Cronenberg does some amazing work here, and if they gave "best director" Academy Awards to people who showed extreme skill at directing, he would no doubt receive one for this film. So many little elements add up to perfection here that it's impossible to list them all.

First off, there's the overwhelming slowness and quietness of the film as it builds to violence. There's very little incidental music, and what there is, is extremely subtle. Further, Cronenberg pays loving homage to older films by using techniques that have completely dropped out of favor in the last half-century. For example, he does an old-fashioned jump cut. This term now is generally applied to a cut that shows a continuity error, but it used to mean a cut that was made from a medium or long shot to a close-up, but without changing the angle or direction of the camera, and without any indication of the passage of time. It was common during the period of black-and-white filmmaking, but it's almost unheard of these days.

Cronenberg also uses a palette of autumnal colors that give the film a sense of timelessness, as though Tom's little town could exist at any moment in American history. Cronenberg has employed his usual cinematographer, Peter Suschitzky, whose subtly menacing and muted work lends the film, at least in its first third, a feeling of tremendous ordinariness.

The dialogue, too, seems from another era. Slow, and in short sentences, it's compelling even when nothing is happening, because it lends the hint of some deep wrongness. Most remarkably, the film is completely devoid of lines that feel expository, even though most of the story takes place prior to the start of the film and is conveyed in the dialogue. The actors reveal this background in the most uncannily natural way imaginable, filling in only those parts of the backstory that can be made to fit easily into the flow of the speech and narrative.
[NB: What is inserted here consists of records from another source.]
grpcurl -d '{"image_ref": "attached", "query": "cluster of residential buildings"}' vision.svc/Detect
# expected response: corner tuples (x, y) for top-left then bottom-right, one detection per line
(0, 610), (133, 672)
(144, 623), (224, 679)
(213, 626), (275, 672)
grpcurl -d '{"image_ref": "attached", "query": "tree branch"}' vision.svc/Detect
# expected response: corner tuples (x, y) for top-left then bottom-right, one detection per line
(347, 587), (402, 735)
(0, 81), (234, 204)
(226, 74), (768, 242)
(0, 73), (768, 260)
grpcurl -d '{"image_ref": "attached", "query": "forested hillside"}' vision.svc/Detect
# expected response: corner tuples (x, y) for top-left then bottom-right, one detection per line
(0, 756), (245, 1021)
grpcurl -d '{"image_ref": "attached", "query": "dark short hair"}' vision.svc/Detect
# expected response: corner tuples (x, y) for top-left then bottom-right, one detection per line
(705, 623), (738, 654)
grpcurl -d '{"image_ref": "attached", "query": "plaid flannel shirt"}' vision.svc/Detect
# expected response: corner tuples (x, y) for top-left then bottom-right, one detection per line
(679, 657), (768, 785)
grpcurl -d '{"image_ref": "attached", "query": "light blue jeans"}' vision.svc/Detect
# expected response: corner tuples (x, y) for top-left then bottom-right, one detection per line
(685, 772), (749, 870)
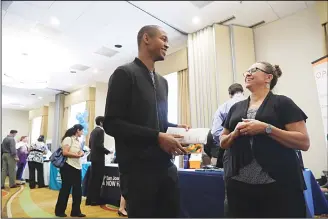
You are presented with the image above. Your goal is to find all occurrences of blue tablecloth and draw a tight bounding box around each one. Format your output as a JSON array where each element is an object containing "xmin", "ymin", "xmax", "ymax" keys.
[
  {"xmin": 179, "ymin": 170, "xmax": 225, "ymax": 218},
  {"xmin": 49, "ymin": 162, "xmax": 91, "ymax": 190}
]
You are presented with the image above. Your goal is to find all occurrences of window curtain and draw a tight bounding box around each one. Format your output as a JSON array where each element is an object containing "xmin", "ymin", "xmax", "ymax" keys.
[
  {"xmin": 188, "ymin": 26, "xmax": 218, "ymax": 128},
  {"xmin": 178, "ymin": 69, "xmax": 191, "ymax": 125},
  {"xmin": 322, "ymin": 22, "xmax": 328, "ymax": 55},
  {"xmin": 60, "ymin": 106, "xmax": 71, "ymax": 139}
]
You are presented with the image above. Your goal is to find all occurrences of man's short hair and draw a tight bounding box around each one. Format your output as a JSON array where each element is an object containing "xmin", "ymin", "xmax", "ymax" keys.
[
  {"xmin": 95, "ymin": 116, "xmax": 105, "ymax": 125},
  {"xmin": 10, "ymin": 130, "xmax": 17, "ymax": 134},
  {"xmin": 137, "ymin": 25, "xmax": 160, "ymax": 47},
  {"xmin": 228, "ymin": 83, "xmax": 244, "ymax": 96}
]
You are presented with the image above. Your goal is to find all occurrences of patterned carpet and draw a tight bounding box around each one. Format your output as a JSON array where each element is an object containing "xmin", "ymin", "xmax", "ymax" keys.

But I think the most amazing thing about this film is the way that it handles violence. Let's face it: We love violence, and we love revenge. If that weren't the case, then our cinematic landscape would be completely different. What Cronenberg does is something that past masters like Peckinpah and Kubrick used to do: He includes the violence that audiences clamor for, but he makes it shocking and unpalatable. And he does this even when he's paying off the audience with violence committed against horrible people who deserve their fate.

The violence here spreads like a disease and gains power through its inherently rewarding nature. After Tom Stall kills the burglars, his son, who has shown himself to be verbally adept at getting out of fights with a schoolyard bully, decides to try violence instead. Even though the bully deserves a beat-down, the results are horrifying. When Tom tries to chastise his son, he says, "We do not hit people!"

"Yeah," says the son, "you shoot them." Even the highly justified killing in the beginning of the film is deftly drawn into question, and not in a heavy-handed, moralistic way. Rather than a lecture on violence, this is a quiet demonstration of its effects on personality.

Mortensen and Bello are particularly good. In two extremely charged sex scenes, we watch their relationship change as violence enters their lives. They want to reject it, but both of them are innately, almost animalistically drawn to it.

I really can't say enough good things about this movie. It gives the audience exactly what they want, and then makes them think about why they wanted it. The ending, which cuts to black after a very short scene, is genius: It is Cronenberg's way of saying, "What do you think happens next?" I think it's something uncomfortable. If this were a normal Hollywood revenge flick, it would be something joyful. Cronenberg leaves it to you.

A History of Violence is not showing in any theaters in the area.